In India, there are three types of residential status recognized by the income tax law: non-resident (NR), resident but not ordinarily resident (RNOR), and resident and ordinarily resident (ROR) . The rules for determining a person’s resident status for an Indian citizen or a person of Indian descent have been modified from FY21 onwards.
The Following Factors Are Taken Into Consideration by NRI Tax Consultant Pune While Determining a Person’s Resident Status:
It includes a person’s physical presence on the Indian soil during a financial year (FY), including workdays as well as off-days, and for the prior ten fiscal years (FYs) and beyond.
• Income derived from sources in India
The status of a resident changes with time, necessitating a new evaluation for each year. An individual who qualifies as a resident of India is subject to Indian taxation on their worldwide / global income and is required to report any foreign assets in the country’s income tax return (ITR) (ITR).
Earnings derived from India are subject to taxation for individuals who qualify as NR or NOR. These earnings are classified as “India derived incomes” and include the income accruing or arising in India, income considered to accrue or arise in India, and income received or deemed to be received in India. In addition, income accruing or originating outside India that is derived from businesses operating in or professions formed in India is also subject to taxation under the Non-Resident Ordinance (NOR).

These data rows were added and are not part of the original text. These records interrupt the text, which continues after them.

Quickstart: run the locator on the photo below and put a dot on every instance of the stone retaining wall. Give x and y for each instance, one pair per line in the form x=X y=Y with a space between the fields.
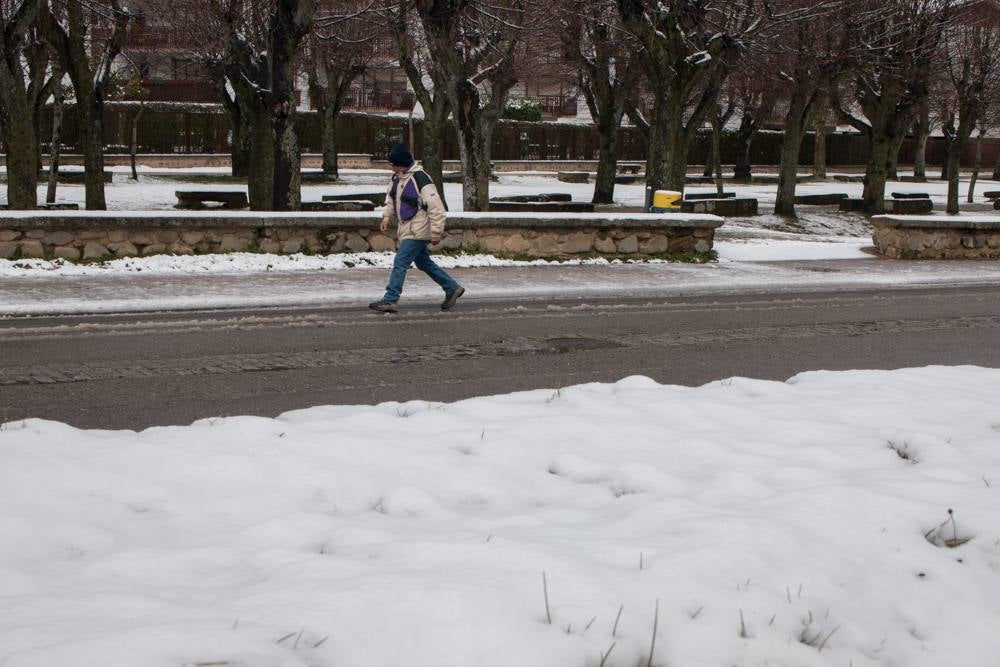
x=937 y=237
x=94 y=235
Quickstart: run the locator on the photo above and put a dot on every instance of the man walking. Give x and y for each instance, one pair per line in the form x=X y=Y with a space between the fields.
x=413 y=203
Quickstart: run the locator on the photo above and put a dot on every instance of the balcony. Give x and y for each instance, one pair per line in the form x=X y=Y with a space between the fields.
x=379 y=99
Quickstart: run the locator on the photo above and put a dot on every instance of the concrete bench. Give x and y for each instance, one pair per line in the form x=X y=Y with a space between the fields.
x=318 y=177
x=542 y=207
x=709 y=195
x=73 y=176
x=852 y=204
x=823 y=199
x=916 y=206
x=338 y=205
x=57 y=206
x=539 y=197
x=574 y=176
x=729 y=207
x=377 y=198
x=196 y=199
x=937 y=237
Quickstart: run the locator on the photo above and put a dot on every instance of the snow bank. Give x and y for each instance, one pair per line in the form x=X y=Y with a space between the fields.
x=767 y=523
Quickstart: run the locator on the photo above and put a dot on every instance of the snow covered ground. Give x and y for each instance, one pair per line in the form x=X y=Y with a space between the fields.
x=836 y=519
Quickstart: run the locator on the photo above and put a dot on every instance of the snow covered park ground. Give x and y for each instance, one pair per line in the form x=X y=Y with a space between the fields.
x=836 y=519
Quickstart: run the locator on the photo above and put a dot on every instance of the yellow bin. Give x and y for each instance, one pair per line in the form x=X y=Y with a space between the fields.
x=666 y=199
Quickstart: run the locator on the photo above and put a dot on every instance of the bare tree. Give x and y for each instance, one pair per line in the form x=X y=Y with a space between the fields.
x=594 y=41
x=259 y=58
x=687 y=48
x=806 y=57
x=342 y=46
x=972 y=55
x=72 y=27
x=15 y=109
x=473 y=44
x=429 y=84
x=895 y=46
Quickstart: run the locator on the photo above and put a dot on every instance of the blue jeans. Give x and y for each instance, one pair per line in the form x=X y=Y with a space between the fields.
x=413 y=251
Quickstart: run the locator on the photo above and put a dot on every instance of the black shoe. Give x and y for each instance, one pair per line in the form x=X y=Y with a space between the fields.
x=451 y=297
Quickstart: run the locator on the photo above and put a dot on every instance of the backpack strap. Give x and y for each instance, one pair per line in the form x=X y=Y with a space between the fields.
x=422 y=179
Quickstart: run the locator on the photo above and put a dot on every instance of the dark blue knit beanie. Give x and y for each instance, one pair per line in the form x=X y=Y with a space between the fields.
x=400 y=156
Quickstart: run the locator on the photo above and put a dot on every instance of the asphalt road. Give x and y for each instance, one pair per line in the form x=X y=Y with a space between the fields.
x=139 y=370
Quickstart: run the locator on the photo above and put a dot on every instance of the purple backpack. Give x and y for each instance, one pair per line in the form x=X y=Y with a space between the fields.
x=409 y=201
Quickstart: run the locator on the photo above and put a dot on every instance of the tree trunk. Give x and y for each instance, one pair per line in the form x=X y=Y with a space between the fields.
x=875 y=170
x=744 y=139
x=892 y=166
x=666 y=159
x=92 y=130
x=260 y=166
x=791 y=145
x=284 y=42
x=819 y=146
x=473 y=148
x=55 y=149
x=952 y=160
x=607 y=157
x=717 y=156
x=22 y=156
x=432 y=129
x=242 y=134
x=970 y=197
x=922 y=131
x=134 y=143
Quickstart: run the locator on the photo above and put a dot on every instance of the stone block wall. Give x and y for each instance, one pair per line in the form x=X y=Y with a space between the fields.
x=91 y=236
x=941 y=237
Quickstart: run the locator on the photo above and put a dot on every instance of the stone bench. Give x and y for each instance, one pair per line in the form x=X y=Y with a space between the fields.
x=456 y=177
x=317 y=177
x=730 y=207
x=539 y=197
x=937 y=237
x=73 y=176
x=543 y=207
x=196 y=199
x=916 y=206
x=822 y=199
x=574 y=176
x=46 y=206
x=376 y=198
x=97 y=234
x=338 y=205
x=852 y=205
x=709 y=195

Because of this, the income tax department has issued a circular stating that physical presence in India during the specified time period would not be taken into consideration for assessing tax residency status for the fiscal year 2020.
• 22 March 2020 to 31 March 2020 if they are unable to leave India on or before the 31 March 2020 deadline
• Detained in India on or after 1 March 2020 and evacuated from India on or before 31 March 2020, using a medical evacuation aircraft.
• From the start of the quarantine period until the date of departure
• Confined in India on or after 1 March 2020, and unable to leave the country on or before 31 March 2020 (both dates inclusive).
• The beginning of the quarantine period, which will last until 31 March 2020.
• Planned to travel out of India on an evacuation plane on or before 31 March 2020 from 22 March 2020 till the day of departure
Before investigating alternatives for avoiding double taxation, a person who finds themselves stranded in India due to the flight limitation should first determine their consult with NRI tax advisor in Pune and their resident status in India and their residency status under the applicable double taxation treaty.
The recent modifications to India’s tax residency regulations were meant to address instances of abuse or exploitation of the benefits afforded to non-resident Indians and permanent residents of India (NRIs/PIOs).
Whatever the case, the unexpected stay of some NRIs and PIOs in India due to the pandemic may have resulted in their altering their residence status for the fiscal year 2020-21, so subjecting them to possibly higher taxes in their home country. Furthermore, the new “deemed resident” status may put a spoke in the wheel of specific Indian high-net-worth individuals (HNIs) who have managed to spread their tax responsibility across many states.